Unnatural Creatures is a collection of short stories about the fantastical things that exist only in our minds—collected and introduced by beloved New York Times bestselling author Neil Gaiman.
The sixteen stories gathered by Gaiman, winner of the Hugo and Nebula Awards, range from the whimsical to the terrifying. Magical creatures from the werewolf, to the sunbird, to beings never before classified will thrill, delight, and quite possibly unnerve you in tales by E. Nesbit, Diana Wynne Jones, Gahan Wilson, and other literary luminaries.
Sales of Unnatural Creatures benefit 826DC, a nonprofit organization dedicated to supporting students in their creative and expository writing, and to helping teachers inspire their students to write.
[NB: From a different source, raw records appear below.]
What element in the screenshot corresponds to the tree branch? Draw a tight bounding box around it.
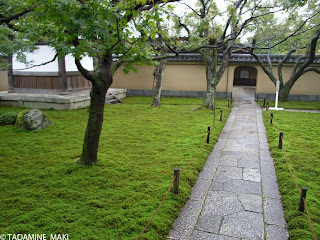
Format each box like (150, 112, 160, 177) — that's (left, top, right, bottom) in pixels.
(251, 52, 277, 85)
(278, 47, 296, 82)
(75, 58, 94, 82)
(0, 5, 37, 25)
(73, 37, 94, 81)
(302, 67, 320, 75)
(157, 33, 178, 55)
(178, 2, 201, 17)
(13, 53, 58, 71)
(291, 29, 320, 80)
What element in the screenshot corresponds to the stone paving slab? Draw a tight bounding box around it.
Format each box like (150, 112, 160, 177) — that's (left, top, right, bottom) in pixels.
(168, 91, 288, 240)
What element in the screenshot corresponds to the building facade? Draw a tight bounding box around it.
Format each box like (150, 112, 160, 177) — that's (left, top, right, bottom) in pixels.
(1, 53, 320, 101)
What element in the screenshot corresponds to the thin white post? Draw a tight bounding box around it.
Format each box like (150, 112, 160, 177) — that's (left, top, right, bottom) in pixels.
(275, 80, 279, 109)
(269, 80, 283, 111)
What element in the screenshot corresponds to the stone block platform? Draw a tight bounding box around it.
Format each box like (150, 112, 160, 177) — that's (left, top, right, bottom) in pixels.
(0, 88, 127, 110)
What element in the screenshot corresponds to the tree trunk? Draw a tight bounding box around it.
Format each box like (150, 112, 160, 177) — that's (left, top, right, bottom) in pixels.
(202, 49, 216, 110)
(58, 55, 68, 93)
(279, 85, 291, 102)
(79, 57, 112, 165)
(203, 86, 215, 110)
(152, 60, 167, 107)
(152, 41, 167, 107)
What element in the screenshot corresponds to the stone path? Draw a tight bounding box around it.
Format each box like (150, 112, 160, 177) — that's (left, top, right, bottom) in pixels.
(168, 87, 289, 240)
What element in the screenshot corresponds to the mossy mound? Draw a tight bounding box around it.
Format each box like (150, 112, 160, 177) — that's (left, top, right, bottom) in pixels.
(0, 112, 18, 126)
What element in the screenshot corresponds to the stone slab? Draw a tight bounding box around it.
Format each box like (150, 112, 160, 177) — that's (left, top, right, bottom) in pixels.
(190, 178, 212, 201)
(204, 191, 243, 216)
(264, 198, 287, 227)
(223, 179, 262, 195)
(266, 225, 289, 240)
(220, 211, 264, 239)
(168, 200, 203, 240)
(238, 193, 263, 213)
(243, 168, 261, 182)
(191, 231, 240, 240)
(214, 166, 242, 183)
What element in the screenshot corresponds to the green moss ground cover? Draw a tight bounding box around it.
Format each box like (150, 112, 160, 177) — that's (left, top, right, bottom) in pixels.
(257, 100, 320, 110)
(0, 97, 231, 240)
(263, 109, 320, 239)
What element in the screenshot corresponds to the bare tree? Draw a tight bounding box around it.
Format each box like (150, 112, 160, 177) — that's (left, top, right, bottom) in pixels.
(175, 0, 282, 110)
(250, 29, 320, 101)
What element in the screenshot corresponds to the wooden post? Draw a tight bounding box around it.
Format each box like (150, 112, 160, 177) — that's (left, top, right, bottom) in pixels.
(256, 94, 259, 101)
(270, 113, 273, 124)
(263, 99, 266, 108)
(206, 127, 210, 143)
(219, 110, 223, 121)
(298, 188, 307, 212)
(278, 132, 283, 149)
(7, 56, 14, 92)
(227, 99, 230, 108)
(173, 168, 180, 194)
(58, 54, 68, 94)
(266, 102, 269, 111)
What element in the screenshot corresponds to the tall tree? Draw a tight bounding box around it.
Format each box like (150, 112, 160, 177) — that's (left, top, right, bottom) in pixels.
(174, 0, 281, 110)
(250, 29, 320, 101)
(3, 0, 180, 165)
(247, 0, 320, 101)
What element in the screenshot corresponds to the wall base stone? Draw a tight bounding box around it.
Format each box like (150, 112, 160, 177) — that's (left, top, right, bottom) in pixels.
(0, 88, 127, 110)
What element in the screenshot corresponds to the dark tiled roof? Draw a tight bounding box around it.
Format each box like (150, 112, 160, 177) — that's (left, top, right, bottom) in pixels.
(168, 53, 320, 64)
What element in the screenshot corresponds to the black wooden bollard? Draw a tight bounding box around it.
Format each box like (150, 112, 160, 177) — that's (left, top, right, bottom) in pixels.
(173, 168, 180, 194)
(278, 132, 283, 149)
(227, 99, 230, 108)
(219, 110, 223, 121)
(266, 102, 269, 111)
(270, 113, 273, 124)
(298, 188, 307, 212)
(207, 127, 210, 144)
(263, 99, 266, 108)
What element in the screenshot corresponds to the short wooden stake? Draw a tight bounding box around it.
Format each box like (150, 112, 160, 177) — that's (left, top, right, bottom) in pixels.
(266, 102, 269, 111)
(263, 99, 266, 108)
(256, 94, 259, 101)
(173, 168, 180, 194)
(207, 127, 210, 143)
(227, 99, 230, 108)
(219, 110, 223, 121)
(270, 113, 273, 124)
(278, 132, 283, 149)
(298, 188, 307, 212)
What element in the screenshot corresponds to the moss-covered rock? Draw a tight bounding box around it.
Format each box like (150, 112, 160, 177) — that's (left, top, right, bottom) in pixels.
(0, 112, 18, 126)
(15, 109, 52, 131)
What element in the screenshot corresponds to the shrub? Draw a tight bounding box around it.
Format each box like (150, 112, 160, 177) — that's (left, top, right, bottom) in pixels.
(0, 112, 18, 126)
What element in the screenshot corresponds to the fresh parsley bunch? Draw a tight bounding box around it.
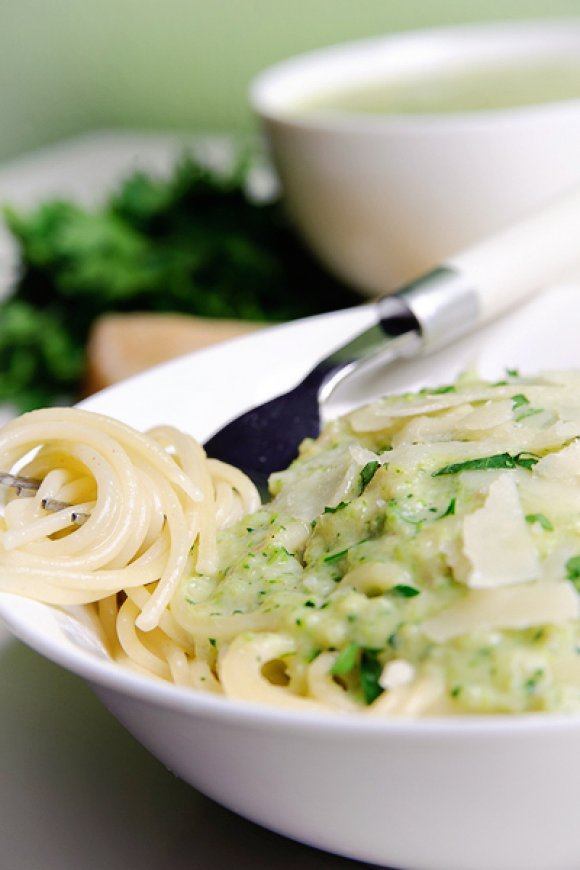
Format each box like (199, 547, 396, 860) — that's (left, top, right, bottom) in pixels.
(1, 155, 357, 410)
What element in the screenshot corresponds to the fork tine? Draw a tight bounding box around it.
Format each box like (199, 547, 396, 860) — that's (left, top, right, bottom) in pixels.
(0, 473, 88, 524)
(41, 497, 70, 513)
(0, 472, 41, 492)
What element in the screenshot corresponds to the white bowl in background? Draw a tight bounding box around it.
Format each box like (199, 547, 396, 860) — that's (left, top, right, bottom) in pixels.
(3, 287, 580, 870)
(251, 20, 580, 295)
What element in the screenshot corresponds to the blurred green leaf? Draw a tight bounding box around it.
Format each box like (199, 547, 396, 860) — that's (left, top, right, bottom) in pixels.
(0, 153, 357, 411)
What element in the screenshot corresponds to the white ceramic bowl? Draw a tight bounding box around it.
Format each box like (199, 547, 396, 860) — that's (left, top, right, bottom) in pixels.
(251, 20, 580, 295)
(3, 288, 580, 870)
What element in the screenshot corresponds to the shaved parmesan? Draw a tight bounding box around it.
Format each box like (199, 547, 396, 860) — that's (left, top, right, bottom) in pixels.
(348, 443, 384, 468)
(462, 474, 539, 588)
(459, 400, 514, 431)
(271, 443, 384, 522)
(348, 386, 521, 432)
(535, 441, 580, 479)
(271, 444, 359, 521)
(379, 659, 415, 690)
(392, 407, 472, 446)
(423, 582, 579, 642)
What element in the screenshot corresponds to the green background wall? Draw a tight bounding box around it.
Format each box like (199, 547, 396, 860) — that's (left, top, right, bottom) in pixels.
(1, 0, 580, 161)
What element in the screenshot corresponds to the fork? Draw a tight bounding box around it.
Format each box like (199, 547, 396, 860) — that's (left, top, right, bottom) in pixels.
(204, 185, 580, 493)
(0, 472, 91, 524)
(3, 184, 580, 507)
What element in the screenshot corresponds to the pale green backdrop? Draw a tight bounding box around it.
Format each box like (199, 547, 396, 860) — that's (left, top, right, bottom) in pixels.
(1, 0, 580, 161)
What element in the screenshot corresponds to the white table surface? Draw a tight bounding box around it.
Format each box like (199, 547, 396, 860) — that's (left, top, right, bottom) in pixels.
(0, 132, 370, 870)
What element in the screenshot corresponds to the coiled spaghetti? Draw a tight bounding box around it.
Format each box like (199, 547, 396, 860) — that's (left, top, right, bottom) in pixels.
(5, 370, 580, 717)
(0, 407, 260, 684)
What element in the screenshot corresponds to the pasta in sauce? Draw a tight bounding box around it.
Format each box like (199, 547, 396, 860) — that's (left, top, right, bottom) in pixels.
(3, 370, 580, 716)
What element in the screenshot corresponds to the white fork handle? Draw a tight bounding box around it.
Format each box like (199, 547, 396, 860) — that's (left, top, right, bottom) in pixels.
(449, 184, 580, 323)
(393, 184, 580, 351)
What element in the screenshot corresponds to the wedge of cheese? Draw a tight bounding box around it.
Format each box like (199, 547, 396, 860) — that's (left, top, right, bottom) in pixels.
(423, 582, 579, 642)
(463, 473, 539, 588)
(85, 312, 259, 393)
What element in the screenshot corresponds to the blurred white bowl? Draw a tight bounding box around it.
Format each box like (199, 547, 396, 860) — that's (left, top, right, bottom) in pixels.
(251, 20, 580, 295)
(3, 289, 580, 869)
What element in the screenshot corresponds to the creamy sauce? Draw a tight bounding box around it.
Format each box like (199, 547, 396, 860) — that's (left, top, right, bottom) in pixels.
(293, 60, 580, 116)
(175, 371, 580, 715)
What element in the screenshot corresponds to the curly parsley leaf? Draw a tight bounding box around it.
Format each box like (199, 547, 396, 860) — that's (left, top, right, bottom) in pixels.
(359, 649, 384, 705)
(511, 393, 529, 410)
(433, 452, 539, 476)
(515, 453, 541, 470)
(392, 584, 421, 598)
(566, 555, 580, 589)
(323, 501, 349, 514)
(511, 393, 543, 420)
(419, 384, 456, 395)
(324, 548, 350, 564)
(1, 154, 358, 411)
(359, 460, 380, 493)
(330, 645, 385, 705)
(331, 643, 359, 677)
(525, 513, 553, 531)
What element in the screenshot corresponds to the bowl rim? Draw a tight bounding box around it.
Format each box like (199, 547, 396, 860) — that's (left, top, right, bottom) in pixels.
(2, 305, 580, 738)
(250, 18, 580, 133)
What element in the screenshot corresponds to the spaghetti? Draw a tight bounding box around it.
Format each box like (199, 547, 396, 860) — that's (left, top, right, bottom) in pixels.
(3, 371, 580, 716)
(0, 407, 259, 687)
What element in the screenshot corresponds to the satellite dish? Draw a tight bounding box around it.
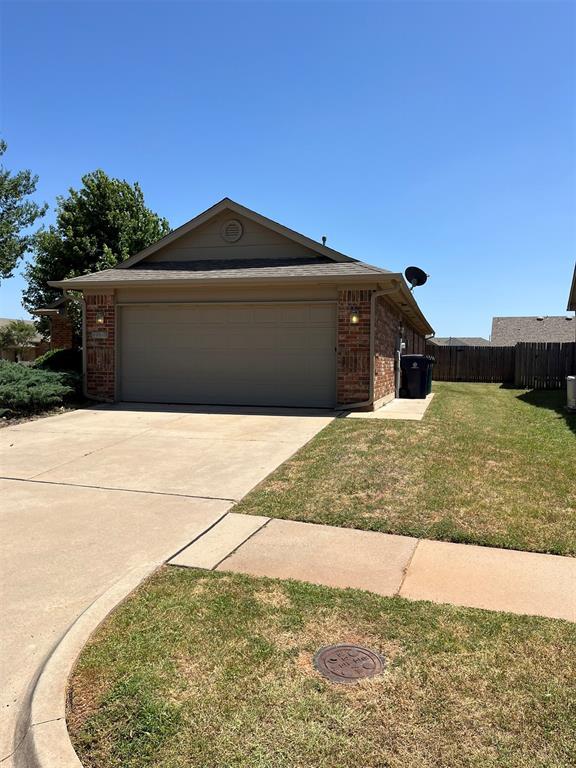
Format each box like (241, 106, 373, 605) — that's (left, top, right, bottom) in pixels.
(404, 266, 428, 291)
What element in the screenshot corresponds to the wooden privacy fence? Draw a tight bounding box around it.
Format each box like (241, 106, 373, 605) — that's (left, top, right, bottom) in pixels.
(426, 345, 515, 383)
(514, 342, 576, 389)
(426, 342, 576, 389)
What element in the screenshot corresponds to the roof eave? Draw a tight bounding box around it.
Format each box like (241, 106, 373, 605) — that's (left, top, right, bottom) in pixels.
(48, 273, 394, 290)
(393, 282, 434, 336)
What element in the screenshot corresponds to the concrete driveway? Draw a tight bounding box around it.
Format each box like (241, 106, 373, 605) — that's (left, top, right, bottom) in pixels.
(0, 403, 333, 765)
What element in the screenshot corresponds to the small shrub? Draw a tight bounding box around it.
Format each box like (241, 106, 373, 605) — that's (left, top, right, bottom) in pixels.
(0, 360, 75, 415)
(34, 347, 82, 374)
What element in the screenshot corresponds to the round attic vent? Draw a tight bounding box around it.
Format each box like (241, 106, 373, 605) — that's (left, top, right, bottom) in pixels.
(220, 219, 243, 243)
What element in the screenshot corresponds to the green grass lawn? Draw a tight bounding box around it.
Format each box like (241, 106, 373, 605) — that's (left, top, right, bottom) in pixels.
(69, 568, 576, 768)
(235, 383, 576, 556)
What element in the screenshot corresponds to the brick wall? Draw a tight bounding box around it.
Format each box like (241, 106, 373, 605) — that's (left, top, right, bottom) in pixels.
(337, 289, 372, 403)
(50, 314, 75, 350)
(85, 293, 116, 401)
(338, 290, 427, 408)
(374, 296, 400, 403)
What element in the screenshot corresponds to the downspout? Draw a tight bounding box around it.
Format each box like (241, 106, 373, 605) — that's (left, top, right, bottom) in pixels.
(79, 295, 88, 399)
(395, 320, 404, 399)
(336, 281, 402, 411)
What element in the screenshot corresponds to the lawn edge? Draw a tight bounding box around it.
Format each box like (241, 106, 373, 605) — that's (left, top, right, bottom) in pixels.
(12, 562, 159, 768)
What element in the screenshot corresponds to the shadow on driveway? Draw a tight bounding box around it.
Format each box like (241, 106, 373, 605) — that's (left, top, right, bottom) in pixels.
(92, 402, 336, 418)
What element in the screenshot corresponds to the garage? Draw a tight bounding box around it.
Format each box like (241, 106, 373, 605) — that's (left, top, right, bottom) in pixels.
(119, 302, 337, 407)
(50, 198, 433, 409)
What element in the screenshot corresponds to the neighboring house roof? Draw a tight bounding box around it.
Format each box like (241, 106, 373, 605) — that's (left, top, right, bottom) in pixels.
(0, 317, 42, 345)
(429, 336, 491, 347)
(32, 296, 72, 317)
(48, 198, 434, 336)
(569, 263, 576, 311)
(490, 316, 575, 345)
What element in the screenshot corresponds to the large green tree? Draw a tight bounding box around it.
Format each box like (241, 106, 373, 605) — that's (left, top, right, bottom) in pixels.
(23, 170, 170, 331)
(0, 140, 47, 280)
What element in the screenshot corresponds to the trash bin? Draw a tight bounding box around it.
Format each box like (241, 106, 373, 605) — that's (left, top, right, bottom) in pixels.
(400, 354, 433, 399)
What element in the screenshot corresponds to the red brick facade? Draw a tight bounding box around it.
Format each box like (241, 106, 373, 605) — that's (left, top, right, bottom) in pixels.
(337, 289, 372, 404)
(50, 314, 75, 351)
(338, 290, 426, 408)
(373, 296, 400, 404)
(85, 293, 116, 402)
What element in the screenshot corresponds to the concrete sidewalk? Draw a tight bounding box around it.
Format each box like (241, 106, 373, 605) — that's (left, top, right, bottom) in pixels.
(345, 393, 434, 421)
(170, 514, 576, 622)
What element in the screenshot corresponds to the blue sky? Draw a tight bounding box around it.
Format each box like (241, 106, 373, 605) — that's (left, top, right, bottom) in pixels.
(1, 0, 574, 338)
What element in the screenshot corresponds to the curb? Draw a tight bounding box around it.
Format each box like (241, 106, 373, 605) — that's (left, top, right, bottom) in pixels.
(13, 563, 158, 768)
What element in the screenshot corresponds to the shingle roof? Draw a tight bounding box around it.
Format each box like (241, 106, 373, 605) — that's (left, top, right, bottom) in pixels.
(490, 316, 575, 345)
(51, 257, 391, 287)
(429, 337, 491, 347)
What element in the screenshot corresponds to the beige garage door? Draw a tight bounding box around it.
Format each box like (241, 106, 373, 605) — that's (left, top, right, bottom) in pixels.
(119, 303, 337, 407)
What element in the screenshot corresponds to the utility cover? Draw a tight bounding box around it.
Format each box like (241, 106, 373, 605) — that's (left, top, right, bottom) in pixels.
(313, 644, 385, 684)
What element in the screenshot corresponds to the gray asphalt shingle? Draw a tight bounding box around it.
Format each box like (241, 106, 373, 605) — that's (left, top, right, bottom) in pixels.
(54, 257, 391, 286)
(491, 316, 575, 344)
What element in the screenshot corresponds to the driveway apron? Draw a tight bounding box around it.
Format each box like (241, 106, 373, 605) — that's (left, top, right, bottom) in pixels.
(0, 404, 332, 765)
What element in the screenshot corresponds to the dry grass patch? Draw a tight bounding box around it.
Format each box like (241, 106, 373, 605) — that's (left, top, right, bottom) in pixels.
(69, 567, 576, 768)
(235, 383, 576, 555)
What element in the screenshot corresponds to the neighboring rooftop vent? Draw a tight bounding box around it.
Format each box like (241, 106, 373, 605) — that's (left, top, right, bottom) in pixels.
(220, 219, 243, 243)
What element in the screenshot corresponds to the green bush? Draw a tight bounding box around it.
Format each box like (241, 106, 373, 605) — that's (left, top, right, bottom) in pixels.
(34, 347, 82, 374)
(0, 360, 75, 416)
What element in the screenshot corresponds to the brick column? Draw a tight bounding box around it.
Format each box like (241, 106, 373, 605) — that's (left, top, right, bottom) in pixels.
(50, 314, 75, 350)
(337, 289, 373, 404)
(85, 293, 116, 402)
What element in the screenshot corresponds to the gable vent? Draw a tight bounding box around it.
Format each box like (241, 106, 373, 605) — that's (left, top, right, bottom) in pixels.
(220, 219, 243, 243)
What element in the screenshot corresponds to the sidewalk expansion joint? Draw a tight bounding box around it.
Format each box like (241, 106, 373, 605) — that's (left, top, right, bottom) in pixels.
(211, 517, 272, 571)
(395, 538, 421, 597)
(166, 511, 232, 562)
(0, 476, 238, 504)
In this striking anthology of 16 stories of strange and incredible creatures (most previously published), Gaiman and Headley have included several classic tales, such as Frank R. Stockton's delightful "The Griffin and the Minor Canon" (1885), which concerns the unlikely friendship between a monster and a minister; Saki's mordant werewolf tale "Gabriel-Ernest" (1909); and Anthony Boucher's astonishingly silly "The Compleat Werewolf" (1942). There are also fine stories from such major contemporary fantasy writers as Peter S. Beagle, Samuel Delany, Diana Wynne Jones, and Gaiman himself. Particularly pleasurable are the stories by newer writers, such as Nalo Hopkinson's "The Smile on the Face," which demonstrates the benefits of channeling one's inner hamadryad; E. Lily Yu's "The Cartographer Wasps and the Anarchist Bees," an animal fable with a sting in its tale; and Nnedi Okorafor's original story "Ozioma the Wicked," which concerns "a nasty little girl whose pure heart had turned black," but who nonetheless saves her village from a monstrous snake. Teens with a yen for the fantastic would be hard pressed to find a better place to start. The collection benefits literacy nonprofit 826DC. Ages 13 up.